Part of this is attributed to a much greater number of distractions in our lives. “Screen time” in both teens and adults is now conclusively proven to reduce overall satisfaction in life. And these distractions also move us from pursuing something in life to observing and commenting on it instead. If you find yourself asking from time to time, “Why am I not happy?” consider these three questions about your life and personal pursuits.
What are you pursuing? Prominent American Rabbi Harold Kushner said, “You don’t become happy by pursuing happiness. You become happy by living a life that means something.” Is what you are pursuing in life worth pursuing? Money has been proven conclusively not to be a significant predictor of happiness. Wealth in the United States is much greater than it was 50 years ago, yet there is no corresponding overall increase in personal satisfaction. Life must be more than a means to an end. It must mean something from beginning to end. The most noble life pursuits are those that are bigger than you. The happiest people are those who have learned how to move from gathering for themselves to giving for the greater good. And they also avoid a comparison mentality which judges personal satisfaction on the scale of their neighbors’ or friends’ level of success. Are you pursuing goals and objectives with your life that will simply benefit you and your family, or are your resources a path to accomplish a far greater objective than can be measured by a bank account?
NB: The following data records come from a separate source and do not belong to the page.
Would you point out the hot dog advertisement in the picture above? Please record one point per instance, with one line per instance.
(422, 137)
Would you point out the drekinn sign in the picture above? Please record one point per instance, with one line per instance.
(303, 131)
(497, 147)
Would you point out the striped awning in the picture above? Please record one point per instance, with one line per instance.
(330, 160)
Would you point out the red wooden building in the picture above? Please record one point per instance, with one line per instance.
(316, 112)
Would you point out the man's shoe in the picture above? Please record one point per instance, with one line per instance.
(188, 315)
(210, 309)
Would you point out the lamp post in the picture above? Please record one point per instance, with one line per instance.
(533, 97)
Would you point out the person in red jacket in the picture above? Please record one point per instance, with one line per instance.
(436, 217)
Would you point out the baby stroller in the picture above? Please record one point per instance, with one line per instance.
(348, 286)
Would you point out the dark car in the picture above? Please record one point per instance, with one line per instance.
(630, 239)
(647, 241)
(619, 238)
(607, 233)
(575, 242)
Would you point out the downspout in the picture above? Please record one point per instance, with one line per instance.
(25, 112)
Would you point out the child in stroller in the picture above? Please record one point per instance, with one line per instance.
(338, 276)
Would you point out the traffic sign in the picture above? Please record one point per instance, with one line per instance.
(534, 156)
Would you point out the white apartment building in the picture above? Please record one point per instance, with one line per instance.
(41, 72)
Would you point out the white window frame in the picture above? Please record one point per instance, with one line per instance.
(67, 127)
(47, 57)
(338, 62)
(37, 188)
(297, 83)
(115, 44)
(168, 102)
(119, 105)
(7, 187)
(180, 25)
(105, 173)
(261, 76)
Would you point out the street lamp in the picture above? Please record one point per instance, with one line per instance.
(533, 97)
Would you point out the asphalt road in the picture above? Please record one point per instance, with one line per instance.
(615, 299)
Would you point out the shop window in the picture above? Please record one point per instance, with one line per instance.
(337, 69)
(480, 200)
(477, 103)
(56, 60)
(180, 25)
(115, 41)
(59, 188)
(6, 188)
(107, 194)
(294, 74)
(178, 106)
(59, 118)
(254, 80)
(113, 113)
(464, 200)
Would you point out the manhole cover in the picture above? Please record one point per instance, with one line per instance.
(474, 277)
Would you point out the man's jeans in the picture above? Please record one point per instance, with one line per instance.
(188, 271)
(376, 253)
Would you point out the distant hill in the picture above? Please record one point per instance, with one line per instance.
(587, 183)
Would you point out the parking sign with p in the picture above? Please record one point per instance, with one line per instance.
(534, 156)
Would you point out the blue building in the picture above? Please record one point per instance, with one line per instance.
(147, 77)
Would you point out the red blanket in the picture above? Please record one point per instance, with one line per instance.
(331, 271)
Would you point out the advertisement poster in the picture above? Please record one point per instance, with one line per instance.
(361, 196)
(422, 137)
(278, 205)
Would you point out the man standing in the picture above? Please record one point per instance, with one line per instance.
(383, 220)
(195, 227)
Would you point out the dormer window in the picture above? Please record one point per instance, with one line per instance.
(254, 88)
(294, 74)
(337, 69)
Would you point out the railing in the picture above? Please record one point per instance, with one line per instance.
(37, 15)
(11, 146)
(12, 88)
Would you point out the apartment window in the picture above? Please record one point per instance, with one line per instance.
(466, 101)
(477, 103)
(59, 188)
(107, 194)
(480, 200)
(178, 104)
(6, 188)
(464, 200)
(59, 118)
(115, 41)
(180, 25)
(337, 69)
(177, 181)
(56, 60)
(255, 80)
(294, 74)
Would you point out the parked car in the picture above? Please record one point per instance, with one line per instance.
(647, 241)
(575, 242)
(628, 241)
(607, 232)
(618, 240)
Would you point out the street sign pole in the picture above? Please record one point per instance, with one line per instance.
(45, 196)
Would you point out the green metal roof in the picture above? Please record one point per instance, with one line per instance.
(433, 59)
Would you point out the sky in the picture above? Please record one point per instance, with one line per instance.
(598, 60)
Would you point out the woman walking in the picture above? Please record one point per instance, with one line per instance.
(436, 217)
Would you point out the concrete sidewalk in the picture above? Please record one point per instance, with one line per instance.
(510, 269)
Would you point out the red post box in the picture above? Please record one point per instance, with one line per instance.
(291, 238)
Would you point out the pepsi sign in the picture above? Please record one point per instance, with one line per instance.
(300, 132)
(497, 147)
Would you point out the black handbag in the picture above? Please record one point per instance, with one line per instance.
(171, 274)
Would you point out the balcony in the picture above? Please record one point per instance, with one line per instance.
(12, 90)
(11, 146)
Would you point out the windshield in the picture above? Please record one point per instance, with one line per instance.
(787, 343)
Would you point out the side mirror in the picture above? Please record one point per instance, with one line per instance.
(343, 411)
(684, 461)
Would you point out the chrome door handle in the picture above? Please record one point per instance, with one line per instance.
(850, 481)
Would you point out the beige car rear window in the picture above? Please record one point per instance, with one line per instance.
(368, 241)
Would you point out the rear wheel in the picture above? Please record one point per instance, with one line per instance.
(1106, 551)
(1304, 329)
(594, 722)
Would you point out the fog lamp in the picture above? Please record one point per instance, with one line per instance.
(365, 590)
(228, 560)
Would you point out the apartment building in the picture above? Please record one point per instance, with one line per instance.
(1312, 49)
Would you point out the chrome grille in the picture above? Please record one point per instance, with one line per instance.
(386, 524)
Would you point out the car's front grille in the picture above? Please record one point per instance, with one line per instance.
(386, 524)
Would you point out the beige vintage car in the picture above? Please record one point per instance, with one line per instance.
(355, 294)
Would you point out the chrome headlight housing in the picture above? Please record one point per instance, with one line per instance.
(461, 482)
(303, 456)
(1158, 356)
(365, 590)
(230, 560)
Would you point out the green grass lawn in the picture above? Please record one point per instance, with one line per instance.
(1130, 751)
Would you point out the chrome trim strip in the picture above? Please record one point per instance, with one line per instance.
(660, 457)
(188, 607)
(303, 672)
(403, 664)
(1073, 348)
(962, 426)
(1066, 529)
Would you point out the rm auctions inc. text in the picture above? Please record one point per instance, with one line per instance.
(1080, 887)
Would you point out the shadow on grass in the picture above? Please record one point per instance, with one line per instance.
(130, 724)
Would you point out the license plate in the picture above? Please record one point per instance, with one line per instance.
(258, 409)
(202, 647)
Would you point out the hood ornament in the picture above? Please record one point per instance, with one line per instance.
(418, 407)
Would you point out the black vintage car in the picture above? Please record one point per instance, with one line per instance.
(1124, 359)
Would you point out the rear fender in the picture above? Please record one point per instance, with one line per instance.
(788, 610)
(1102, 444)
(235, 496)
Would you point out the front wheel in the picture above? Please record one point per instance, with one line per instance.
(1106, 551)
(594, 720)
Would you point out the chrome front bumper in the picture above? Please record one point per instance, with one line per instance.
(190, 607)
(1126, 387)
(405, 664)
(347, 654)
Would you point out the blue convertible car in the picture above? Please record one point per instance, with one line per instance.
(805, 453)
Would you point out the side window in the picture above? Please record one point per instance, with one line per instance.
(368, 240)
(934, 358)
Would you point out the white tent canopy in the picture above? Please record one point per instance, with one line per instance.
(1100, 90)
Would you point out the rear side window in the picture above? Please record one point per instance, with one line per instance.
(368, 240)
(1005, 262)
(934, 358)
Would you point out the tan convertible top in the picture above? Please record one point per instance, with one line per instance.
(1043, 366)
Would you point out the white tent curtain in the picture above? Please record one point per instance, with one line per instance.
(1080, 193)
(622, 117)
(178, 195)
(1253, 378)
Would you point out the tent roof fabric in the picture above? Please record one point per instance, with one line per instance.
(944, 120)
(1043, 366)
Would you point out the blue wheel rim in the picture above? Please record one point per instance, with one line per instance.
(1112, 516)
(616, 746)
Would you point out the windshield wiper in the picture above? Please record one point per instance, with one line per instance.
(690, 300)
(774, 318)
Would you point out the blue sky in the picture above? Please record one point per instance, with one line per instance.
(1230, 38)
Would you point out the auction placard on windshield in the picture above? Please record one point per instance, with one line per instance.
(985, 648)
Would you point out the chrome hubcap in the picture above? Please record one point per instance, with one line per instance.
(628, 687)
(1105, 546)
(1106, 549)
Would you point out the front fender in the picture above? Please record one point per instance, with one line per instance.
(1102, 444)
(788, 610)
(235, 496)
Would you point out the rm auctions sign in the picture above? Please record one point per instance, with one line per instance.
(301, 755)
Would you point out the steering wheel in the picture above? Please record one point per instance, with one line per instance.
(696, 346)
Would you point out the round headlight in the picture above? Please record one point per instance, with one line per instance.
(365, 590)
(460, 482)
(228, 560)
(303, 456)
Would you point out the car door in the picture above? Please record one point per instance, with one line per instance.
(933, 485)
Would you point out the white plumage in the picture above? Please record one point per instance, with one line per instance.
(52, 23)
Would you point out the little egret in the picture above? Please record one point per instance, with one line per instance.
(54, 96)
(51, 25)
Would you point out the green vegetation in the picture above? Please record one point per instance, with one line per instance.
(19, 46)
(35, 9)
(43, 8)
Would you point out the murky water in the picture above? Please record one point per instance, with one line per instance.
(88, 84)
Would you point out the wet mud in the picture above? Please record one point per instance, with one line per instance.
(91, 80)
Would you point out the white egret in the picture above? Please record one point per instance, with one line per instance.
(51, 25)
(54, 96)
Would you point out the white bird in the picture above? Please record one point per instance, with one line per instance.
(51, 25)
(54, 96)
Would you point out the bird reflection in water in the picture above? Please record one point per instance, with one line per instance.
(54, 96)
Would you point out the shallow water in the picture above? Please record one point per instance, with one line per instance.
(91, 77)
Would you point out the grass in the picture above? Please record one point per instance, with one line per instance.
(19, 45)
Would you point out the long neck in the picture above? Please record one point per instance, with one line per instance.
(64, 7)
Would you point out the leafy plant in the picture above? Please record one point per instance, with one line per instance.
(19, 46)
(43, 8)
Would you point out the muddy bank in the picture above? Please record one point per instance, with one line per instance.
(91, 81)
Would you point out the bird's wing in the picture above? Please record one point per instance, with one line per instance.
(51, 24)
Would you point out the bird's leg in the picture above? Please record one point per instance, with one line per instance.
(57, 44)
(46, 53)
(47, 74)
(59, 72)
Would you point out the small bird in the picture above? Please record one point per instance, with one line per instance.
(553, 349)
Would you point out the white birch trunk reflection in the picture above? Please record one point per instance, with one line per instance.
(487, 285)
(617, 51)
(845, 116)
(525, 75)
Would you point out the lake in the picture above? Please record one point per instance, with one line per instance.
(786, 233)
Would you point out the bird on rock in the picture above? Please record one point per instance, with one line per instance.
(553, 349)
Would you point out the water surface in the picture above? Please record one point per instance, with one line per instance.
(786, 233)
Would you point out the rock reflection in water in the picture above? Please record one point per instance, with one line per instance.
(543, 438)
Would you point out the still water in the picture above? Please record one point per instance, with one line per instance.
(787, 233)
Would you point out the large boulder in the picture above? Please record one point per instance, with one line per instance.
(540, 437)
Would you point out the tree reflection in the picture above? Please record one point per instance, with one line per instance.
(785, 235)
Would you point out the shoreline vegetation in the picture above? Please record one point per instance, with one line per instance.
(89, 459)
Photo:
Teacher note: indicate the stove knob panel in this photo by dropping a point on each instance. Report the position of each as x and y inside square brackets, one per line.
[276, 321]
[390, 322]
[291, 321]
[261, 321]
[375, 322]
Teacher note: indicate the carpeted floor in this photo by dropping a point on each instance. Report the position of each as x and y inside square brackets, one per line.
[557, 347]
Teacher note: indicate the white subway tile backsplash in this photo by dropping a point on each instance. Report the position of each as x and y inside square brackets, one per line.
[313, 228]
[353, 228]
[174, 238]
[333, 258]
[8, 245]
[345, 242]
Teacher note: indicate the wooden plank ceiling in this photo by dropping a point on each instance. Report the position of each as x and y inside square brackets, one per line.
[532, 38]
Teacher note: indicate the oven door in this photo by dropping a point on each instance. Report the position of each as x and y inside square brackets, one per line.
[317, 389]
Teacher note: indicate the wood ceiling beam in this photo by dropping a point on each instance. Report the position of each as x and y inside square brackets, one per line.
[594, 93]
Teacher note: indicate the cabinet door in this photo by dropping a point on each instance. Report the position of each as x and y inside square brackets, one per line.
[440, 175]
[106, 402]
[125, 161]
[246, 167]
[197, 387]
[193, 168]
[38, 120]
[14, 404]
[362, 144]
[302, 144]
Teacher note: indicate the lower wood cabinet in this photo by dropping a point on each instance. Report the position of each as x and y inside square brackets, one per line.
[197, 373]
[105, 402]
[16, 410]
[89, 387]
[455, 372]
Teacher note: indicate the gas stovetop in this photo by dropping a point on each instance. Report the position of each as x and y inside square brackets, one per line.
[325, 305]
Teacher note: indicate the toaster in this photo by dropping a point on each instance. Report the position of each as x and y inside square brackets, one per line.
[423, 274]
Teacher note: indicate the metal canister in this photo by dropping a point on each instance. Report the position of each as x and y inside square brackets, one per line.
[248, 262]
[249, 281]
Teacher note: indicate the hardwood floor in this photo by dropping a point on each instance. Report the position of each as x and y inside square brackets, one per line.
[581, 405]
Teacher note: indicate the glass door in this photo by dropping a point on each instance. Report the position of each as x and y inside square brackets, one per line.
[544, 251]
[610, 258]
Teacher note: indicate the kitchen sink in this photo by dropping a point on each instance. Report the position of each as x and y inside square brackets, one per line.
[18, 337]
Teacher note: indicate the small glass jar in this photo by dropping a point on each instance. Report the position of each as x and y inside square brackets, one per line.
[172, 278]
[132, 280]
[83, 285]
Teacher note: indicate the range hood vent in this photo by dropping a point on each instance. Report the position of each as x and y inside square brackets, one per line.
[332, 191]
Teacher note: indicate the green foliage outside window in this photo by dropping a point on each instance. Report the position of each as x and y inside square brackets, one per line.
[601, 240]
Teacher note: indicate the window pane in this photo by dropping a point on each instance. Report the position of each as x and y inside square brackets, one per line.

Who are you pursuing? Just as important as what you are pursuing is who you are pursuing. Your vital relationships form the basis of life’s shared experience. Happy people simply don’t live in isolation. Beyond a close family and meaningful friendships is the pursuit of a true spiritual relationship. It may seem self-serving to say Christ-followers are happier, but there is data to show this is true. A recent Pew Research study found highly religious people were significantly more satisfied with life than those who did not profess a devout religious belief. That same study found happier people were not only pursuing Jesus, but gathered more with their families and extended families, and listened to the advice of family members and religious leaders in their lives. Pursuing Jesus is certainly a step along the path to personal satisfaction in life. Are you pursuing a close relationship with the One True God?
Why are you pursuing? The pursuit of meaning is ultimately what will bring a sense of happiness to life’s journey. Helen Keller said, “Many persons have a wrong idea of what constitutes true happiness. It is not attained through self-gratification but through fidelity to a worthy purpose.” Why are you doing what you are doing? Does it have real meaning for your life, for the lives of your family and friends? Does it matter to the larger community? And this is also a legacy question—will what you are doing matter when you are gone? Who you are pursuing in a spiritual sense certainly plays into a life that finds deeper meaning. Psalm 37:4 says, “Take delight in the LORD, and he will give you the desires of your heart.” The lesson from this verse is that someone who finds joy in their relationship with God will find joy in other areas of life.
Happiness in earnest will stem from meaningful pursuits, meaningful relationships and a meaningful purpose, that drives the individual through life. Finding what you love, in a spiritual sense, and focusing on it with passion, involving those closest to you as you grow closer to them, is a practical way to bring more happiness into your life.